Data Issues

Waves 1 to 7
Data issues - Waves 1 to 7 – February 2019

10 Data issues in Wave 5

The first four waves of LSAC data included geography items such as postcodes and various levels of the Australian Standard Geographical Classification (ASGC) that were generated from geocoding of the residential addresses of study families. In Wave 1, the geocodes were based on global positioning system (GPS) coordinates obtained by I-view interviewers at the time of interview, while in Waves 2-4, they were based on residential addresses collected by Australian Bureau of Statistics (ABS) interviewers.

In July 2011, the ABS introduced a new statistical geography framework called the Australian Statistical Geography Standard (ASGS) to replace the ASGC. The main purpose of the ASGS is to disseminate geographically classified statistics. It provides a common framework of statistical geography enabling the publication of statistics that are comparable and spatially integrated.

Improved data sources and technology have allowed the ABS the opportunity to create a better geography optimised for the release of ABS statistics. A new robust and stable structure means that changes over time are minimised, assisting in the maintenance of quality time-series data. In addition, the ASGS, together with improved methods of calculation, allows for more accurate correspondences to translate ABS data to non-ABS administrative and geographic regions.

For further information on this new standard refer to 1270.0.55.001 - Australian Statistical Geography Standard (ASGS): Volume 1 - Main Structure and Greater Capital City Statistical Areas, July 2011.

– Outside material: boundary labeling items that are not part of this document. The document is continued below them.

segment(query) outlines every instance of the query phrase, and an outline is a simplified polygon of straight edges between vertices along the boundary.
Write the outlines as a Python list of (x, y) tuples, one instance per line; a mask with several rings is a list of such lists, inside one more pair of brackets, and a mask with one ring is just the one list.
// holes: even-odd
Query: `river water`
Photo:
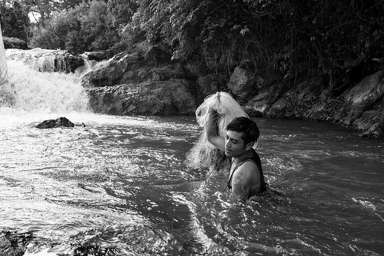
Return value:
[[(92, 113), (75, 76), (8, 68), (0, 254), (384, 255), (382, 140), (256, 119), (269, 188), (229, 204), (227, 170), (184, 163), (194, 117)], [(34, 127), (60, 116), (86, 126)]]

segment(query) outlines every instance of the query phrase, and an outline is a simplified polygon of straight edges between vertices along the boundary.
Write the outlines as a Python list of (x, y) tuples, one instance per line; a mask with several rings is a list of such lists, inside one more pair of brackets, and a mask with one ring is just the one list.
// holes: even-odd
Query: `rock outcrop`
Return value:
[(147, 81), (89, 88), (90, 105), (110, 115), (192, 115), (196, 109), (193, 83), (186, 79)]
[(164, 45), (141, 43), (86, 75), (82, 84), (99, 113), (193, 114), (204, 97), (224, 91), (252, 117), (332, 122), (371, 138), (383, 136), (384, 71), (337, 95), (315, 73), (290, 83), (289, 77), (265, 67), (238, 67), (228, 77), (199, 63), (174, 62)]
[(82, 84), (91, 108), (113, 115), (192, 115), (204, 96), (225, 88), (224, 76), (200, 72), (171, 57), (163, 45), (141, 43), (86, 74)]
[(16, 37), (3, 36), (2, 39), (4, 48), (6, 49), (28, 50), (29, 49), (26, 42)]
[(6, 50), (8, 60), (21, 60), (39, 72), (74, 72), (84, 65), (84, 59), (80, 55), (66, 51), (35, 48), (29, 50)]
[(73, 123), (67, 118), (60, 117), (57, 119), (45, 120), (36, 126), (39, 129), (48, 129), (58, 127), (74, 127)]
[(372, 138), (383, 136), (383, 70), (366, 77), (344, 96), (330, 95), (316, 77), (298, 81), (292, 87), (277, 80), (265, 83), (261, 77), (238, 68), (228, 85), (252, 116), (329, 121), (361, 130), (362, 136)]

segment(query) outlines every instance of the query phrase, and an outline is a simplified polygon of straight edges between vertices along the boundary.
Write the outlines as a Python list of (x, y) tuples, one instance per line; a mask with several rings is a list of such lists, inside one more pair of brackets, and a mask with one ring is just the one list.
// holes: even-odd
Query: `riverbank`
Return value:
[(193, 115), (205, 97), (231, 93), (250, 116), (330, 122), (377, 139), (384, 131), (383, 70), (335, 89), (314, 71), (294, 83), (278, 72), (236, 68), (230, 76), (173, 61), (163, 45), (135, 45), (83, 79), (91, 108), (114, 115)]
[(95, 113), (193, 115), (205, 97), (226, 91), (251, 117), (328, 122), (357, 129), (371, 139), (383, 136), (383, 70), (334, 88), (314, 71), (298, 73), (293, 81), (262, 67), (256, 70), (239, 66), (229, 75), (200, 63), (175, 62), (163, 45), (142, 42), (109, 58), (110, 53), (81, 56), (60, 50), (9, 49), (7, 58), (22, 60), (40, 72), (88, 70), (82, 84)]

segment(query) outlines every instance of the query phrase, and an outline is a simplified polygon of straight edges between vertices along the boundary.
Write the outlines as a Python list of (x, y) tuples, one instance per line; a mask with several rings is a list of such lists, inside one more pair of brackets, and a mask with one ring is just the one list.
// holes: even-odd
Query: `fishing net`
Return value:
[(217, 92), (210, 95), (196, 110), (196, 120), (199, 125), (204, 128), (194, 145), (187, 153), (186, 165), (192, 168), (213, 168), (222, 170), (228, 167), (230, 161), (224, 152), (219, 151), (207, 139), (205, 127), (208, 113), (215, 110), (218, 118), (216, 125), (218, 136), (224, 139), (227, 126), (234, 118), (239, 117), (249, 118), (243, 108), (227, 92)]

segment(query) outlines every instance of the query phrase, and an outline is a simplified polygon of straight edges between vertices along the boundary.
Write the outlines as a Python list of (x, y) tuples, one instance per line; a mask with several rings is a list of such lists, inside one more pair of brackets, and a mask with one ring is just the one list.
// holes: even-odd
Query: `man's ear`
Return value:
[(251, 148), (253, 147), (254, 145), (255, 145), (255, 142), (249, 142), (246, 143), (246, 145), (245, 145), (245, 150), (250, 150)]

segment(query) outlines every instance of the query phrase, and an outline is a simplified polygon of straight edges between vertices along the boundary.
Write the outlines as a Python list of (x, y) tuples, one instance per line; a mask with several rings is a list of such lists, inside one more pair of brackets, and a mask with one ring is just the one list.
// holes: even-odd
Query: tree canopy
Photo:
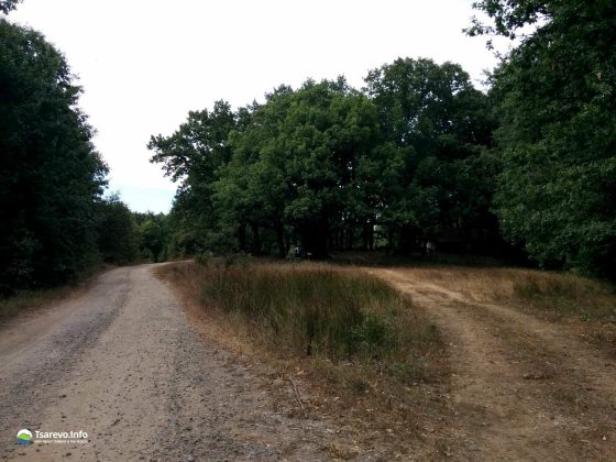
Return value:
[(3, 19), (0, 50), (0, 285), (66, 280), (96, 258), (107, 166), (64, 57)]
[(363, 91), (339, 78), (280, 86), (237, 112), (219, 101), (150, 148), (180, 182), (173, 215), (193, 248), (322, 258), (421, 251), (448, 232), (458, 248), (497, 241), (494, 127), (460, 66), (398, 59)]
[(615, 274), (616, 4), (496, 1), (472, 33), (528, 34), (495, 70), (503, 172), (494, 207), (544, 266)]

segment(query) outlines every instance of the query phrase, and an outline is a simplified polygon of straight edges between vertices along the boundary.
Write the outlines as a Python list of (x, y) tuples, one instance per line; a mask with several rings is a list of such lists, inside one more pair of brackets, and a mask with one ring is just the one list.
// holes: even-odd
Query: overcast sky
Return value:
[(110, 188), (136, 211), (168, 211), (175, 185), (148, 162), (152, 134), (189, 110), (234, 107), (279, 84), (346, 76), (396, 57), (460, 63), (476, 85), (495, 58), (461, 30), (472, 0), (24, 0), (9, 19), (45, 34), (84, 87)]

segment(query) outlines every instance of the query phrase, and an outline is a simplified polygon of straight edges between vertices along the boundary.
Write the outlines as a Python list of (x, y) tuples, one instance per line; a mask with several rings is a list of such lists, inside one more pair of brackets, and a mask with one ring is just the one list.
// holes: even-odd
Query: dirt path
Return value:
[[(152, 265), (0, 332), (0, 459), (326, 460), (327, 422), (275, 411), (255, 375), (205, 342)], [(85, 444), (18, 446), (18, 430)]]
[(410, 294), (450, 342), (444, 452), (464, 460), (614, 460), (614, 359), (561, 324), (477, 304), (413, 270), (376, 273)]

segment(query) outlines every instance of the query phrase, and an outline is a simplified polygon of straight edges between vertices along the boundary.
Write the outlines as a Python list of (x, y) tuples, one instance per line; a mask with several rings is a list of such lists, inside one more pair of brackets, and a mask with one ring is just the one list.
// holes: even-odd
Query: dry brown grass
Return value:
[(475, 302), (514, 306), (546, 320), (568, 322), (598, 346), (616, 350), (616, 290), (609, 283), (568, 273), (522, 268), (405, 268)]
[(435, 267), (411, 271), (417, 278), (459, 292), (472, 301), (504, 301), (584, 319), (612, 319), (616, 316), (613, 286), (572, 274), (521, 268)]
[[(298, 290), (297, 278), (308, 278), (310, 284), (319, 284), (323, 282), (323, 275), (329, 275), (326, 276), (327, 280), (322, 287), (326, 293), (324, 299), (333, 297), (338, 300), (338, 307), (341, 299), (336, 298), (331, 290), (341, 284), (341, 277), (343, 282), (346, 280), (342, 284), (351, 284), (355, 292), (365, 290), (352, 294), (358, 299), (365, 299), (362, 309), (370, 309), (378, 316), (393, 316), (387, 319), (397, 339), (393, 350), (381, 351), (375, 355), (360, 352), (349, 355), (346, 352), (329, 354), (327, 348), (315, 348), (312, 354), (307, 355), (306, 339), (301, 336), (288, 337), (289, 342), (288, 339), (284, 339), (285, 336), (273, 336), (268, 322), (253, 322), (241, 309), (223, 309), (217, 306), (219, 304), (215, 302), (216, 297), (209, 298), (210, 302), (205, 304), (204, 286), (207, 285), (207, 279), (220, 277), (220, 271), (228, 271), (222, 264), (213, 272), (212, 266), (216, 266), (216, 263), (210, 262), (209, 266), (173, 264), (161, 267), (157, 272), (193, 306), (190, 309), (200, 311), (201, 321), (205, 321), (201, 323), (208, 323), (208, 333), (211, 336), (213, 332), (217, 341), (242, 354), (252, 355), (251, 362), (256, 361), (274, 367), (275, 374), (301, 384), (301, 389), (309, 388), (310, 393), (301, 398), (309, 415), (329, 416), (343, 426), (350, 426), (361, 433), (364, 442), (378, 440), (383, 443), (385, 438), (398, 448), (408, 444), (409, 437), (417, 437), (425, 425), (440, 415), (437, 409), (444, 404), (439, 402), (440, 395), (431, 391), (440, 386), (448, 374), (438, 332), (419, 308), (414, 307), (408, 299), (399, 299), (400, 296), (395, 292), (395, 312), (392, 312), (392, 307), (387, 307), (386, 304), (380, 304), (383, 299), (392, 301), (389, 290), (394, 290), (383, 280), (359, 268), (322, 264), (258, 264), (250, 270), (240, 266), (237, 270), (239, 272), (246, 272), (253, 276), (254, 272), (268, 275), (267, 284), (272, 282), (270, 276), (274, 275), (278, 282), (278, 290), (283, 293)], [(346, 278), (359, 279), (360, 283), (349, 283)], [(233, 289), (240, 292), (233, 297), (233, 302), (238, 302), (243, 296), (243, 289), (237, 284), (242, 286), (243, 283), (238, 283), (235, 278), (233, 284)], [(267, 284), (265, 287), (270, 290), (276, 289)], [(301, 287), (305, 286), (300, 284), (298, 293), (301, 293)], [(375, 290), (386, 294), (374, 296)], [(372, 298), (369, 293), (373, 293)], [(258, 297), (263, 297), (262, 302), (277, 302), (272, 301), (265, 294), (260, 294)], [(315, 292), (308, 297), (314, 301)], [(229, 297), (226, 296), (226, 299)], [(294, 304), (297, 298), (290, 296), (287, 300)], [(297, 345), (294, 344), (296, 340)], [(327, 342), (322, 345), (327, 345)], [(286, 380), (279, 382), (284, 384)], [(293, 394), (287, 395), (286, 399), (294, 399)]]

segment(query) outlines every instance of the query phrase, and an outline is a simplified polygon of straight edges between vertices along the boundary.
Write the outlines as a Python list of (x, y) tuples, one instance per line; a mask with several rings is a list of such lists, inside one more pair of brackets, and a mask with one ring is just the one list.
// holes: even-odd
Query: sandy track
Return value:
[[(251, 371), (195, 332), (152, 265), (0, 331), (0, 458), (323, 460), (322, 421), (275, 413)], [(21, 447), (21, 428), (84, 430), (87, 444)]]
[[(374, 271), (372, 271), (374, 272)], [(616, 362), (574, 332), (477, 304), (413, 270), (377, 272), (426, 309), (449, 342), (446, 452), (464, 460), (614, 460)]]

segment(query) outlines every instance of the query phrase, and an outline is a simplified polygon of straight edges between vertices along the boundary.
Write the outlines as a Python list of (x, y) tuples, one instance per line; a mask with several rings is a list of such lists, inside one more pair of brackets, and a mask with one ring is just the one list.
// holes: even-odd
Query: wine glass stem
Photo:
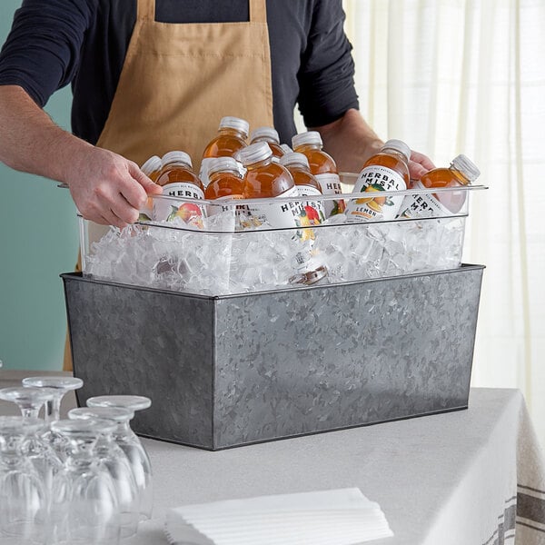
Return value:
[(21, 407), (21, 414), (25, 418), (38, 418), (38, 414), (40, 412), (40, 407), (37, 409), (35, 407)]
[(51, 401), (51, 418), (52, 422), (55, 422), (61, 418), (61, 398), (54, 397)]

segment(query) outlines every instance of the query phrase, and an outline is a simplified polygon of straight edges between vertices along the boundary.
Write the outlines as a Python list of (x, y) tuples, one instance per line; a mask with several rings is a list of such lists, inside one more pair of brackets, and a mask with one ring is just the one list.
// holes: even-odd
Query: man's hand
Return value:
[(161, 188), (138, 166), (64, 131), (17, 85), (0, 85), (0, 161), (65, 183), (84, 217), (124, 227)]
[(120, 229), (138, 220), (148, 194), (161, 194), (135, 163), (93, 146), (79, 151), (64, 181), (85, 219)]

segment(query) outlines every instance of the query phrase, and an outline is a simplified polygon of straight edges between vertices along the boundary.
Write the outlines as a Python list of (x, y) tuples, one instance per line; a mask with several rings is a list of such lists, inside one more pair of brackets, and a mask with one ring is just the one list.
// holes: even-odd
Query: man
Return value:
[[(382, 142), (357, 111), (343, 17), (341, 0), (25, 0), (0, 55), (0, 160), (124, 227), (160, 193), (137, 164), (173, 149), (198, 161), (223, 115), (290, 143), (297, 102), (357, 172)], [(69, 83), (73, 134), (42, 110)], [(411, 159), (412, 177), (432, 167)]]

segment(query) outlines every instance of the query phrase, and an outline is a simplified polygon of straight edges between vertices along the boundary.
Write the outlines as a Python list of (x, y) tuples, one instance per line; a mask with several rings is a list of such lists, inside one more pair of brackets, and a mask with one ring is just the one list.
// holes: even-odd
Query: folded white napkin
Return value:
[(353, 545), (393, 535), (357, 488), (260, 496), (170, 510), (173, 545)]

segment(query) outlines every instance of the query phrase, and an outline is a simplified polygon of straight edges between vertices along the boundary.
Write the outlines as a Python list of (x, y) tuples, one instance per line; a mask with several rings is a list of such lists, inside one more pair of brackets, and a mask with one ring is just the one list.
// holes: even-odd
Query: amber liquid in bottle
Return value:
[[(165, 165), (161, 171), (161, 174), (157, 178), (156, 183), (161, 187), (172, 183), (189, 183), (194, 185), (195, 188), (200, 190), (203, 193), (204, 193), (204, 187), (203, 187), (203, 183), (199, 180), (199, 176), (197, 176), (191, 169), (180, 164)], [(173, 196), (187, 196), (195, 199), (203, 198), (183, 194), (173, 194)]]
[[(448, 168), (434, 168), (417, 180), (414, 189), (443, 189), (463, 187), (472, 183), (481, 172), (465, 155), (454, 157)], [(458, 213), (465, 204), (467, 191), (446, 191), (407, 195), (401, 206), (401, 217), (441, 217)]]
[[(311, 173), (316, 177), (322, 194), (341, 194), (341, 180), (337, 173), (334, 159), (317, 144), (302, 144), (293, 148), (294, 152), (302, 154), (309, 160)], [(345, 209), (344, 201), (325, 201), (327, 217), (342, 213)]]
[(379, 152), (370, 159), (368, 159), (363, 165), (363, 168), (366, 168), (371, 165), (377, 166), (384, 166), (392, 171), (395, 171), (403, 178), (403, 182), (405, 183), (405, 188), (409, 189), (411, 180), (409, 177), (409, 169), (407, 167), (407, 163), (403, 161), (401, 156), (399, 154), (385, 154), (382, 152)]
[[(470, 181), (463, 174), (452, 169), (435, 168), (423, 174), (420, 183), (423, 187), (430, 189), (435, 187), (461, 187), (467, 185)], [(467, 193), (465, 191), (451, 191), (440, 194), (433, 193), (433, 197), (451, 213), (458, 213), (465, 203)]]
[(210, 174), (210, 183), (204, 190), (204, 198), (214, 199), (243, 199), (244, 183), (238, 173), (222, 171)]
[[(302, 197), (310, 197), (308, 200), (302, 201), (304, 214), (301, 219), (301, 224), (307, 226), (322, 223), (325, 220), (324, 203), (322, 201), (312, 199), (313, 195), (322, 195), (322, 190), (320, 183), (308, 168), (305, 156), (298, 158), (296, 154), (287, 154), (280, 163), (290, 171), (299, 194)], [(305, 234), (313, 236), (312, 232), (305, 232), (303, 240)]]
[(288, 170), (272, 161), (262, 161), (246, 168), (248, 172), (244, 176), (243, 193), (245, 199), (278, 197), (295, 186)]
[(280, 144), (276, 144), (276, 142), (272, 142), (266, 138), (256, 138), (252, 141), (252, 144), (256, 144), (257, 142), (265, 142), (269, 145), (272, 152), (272, 161), (280, 159), (284, 154), (284, 151), (280, 147)]
[[(163, 188), (164, 195), (192, 200), (204, 198), (204, 188), (201, 180), (185, 163), (167, 161), (156, 183)], [(204, 209), (200, 204), (191, 202), (177, 203), (163, 199), (158, 201), (156, 200), (154, 206), (156, 220), (172, 222), (180, 219), (193, 227), (203, 228)]]
[(381, 193), (407, 189), (410, 155), (411, 149), (404, 142), (389, 140), (378, 154), (365, 162), (353, 193), (369, 193), (374, 196), (351, 200), (346, 207), (349, 221), (389, 221), (397, 216), (403, 196), (381, 196)]
[(246, 143), (240, 133), (234, 129), (222, 129), (203, 153), (203, 159), (212, 157), (234, 157), (237, 153), (246, 147)]

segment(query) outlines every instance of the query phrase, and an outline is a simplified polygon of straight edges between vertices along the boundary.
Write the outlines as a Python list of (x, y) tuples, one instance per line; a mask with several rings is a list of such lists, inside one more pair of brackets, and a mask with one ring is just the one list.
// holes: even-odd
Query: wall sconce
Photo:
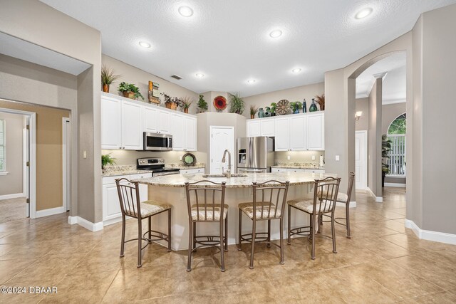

To take advantage of this more comprehensive, flexible and consistent way of defining Australia's statistical geography, the ASGS is included on LSAC releases from Wave 5 onwards. To ensure that there is a common geographical standard across waves, the decision was made to:

  • dual-code Wave 5 residential addresses to ASGC and ASGS, enabling the comparison of old and new classifications; and
  • back-code Waves 1-4 residential addresses to the new standard ASGS.

The new variables added to the general release file for each wave are shown in Table 15.

Table 15: New geography variables included from Wave 5
Without age variable name Label
Gccsa Australian Statistical Geography Standard (ASGS) - Edition 2011 - Greater Capital City
Statistical Area Structure
Sos Australian Statistical Geography Standard (ASGS) - Edition 2011 - Section of State
sa22011 Australian Statistical Geography Standard (ASGS) - Edition 2011 - SA2
sa32011 Australian Statistical Geography Standard (ASGS) - Edition 2011 - SA3
sa42011 Australian Statistical Geography Standard (ASGS) - Edition 2011 - SA4
absra Australian Statistical Geography Standard (ASGS) - Edition 2011 - Remoteness Area (ABS)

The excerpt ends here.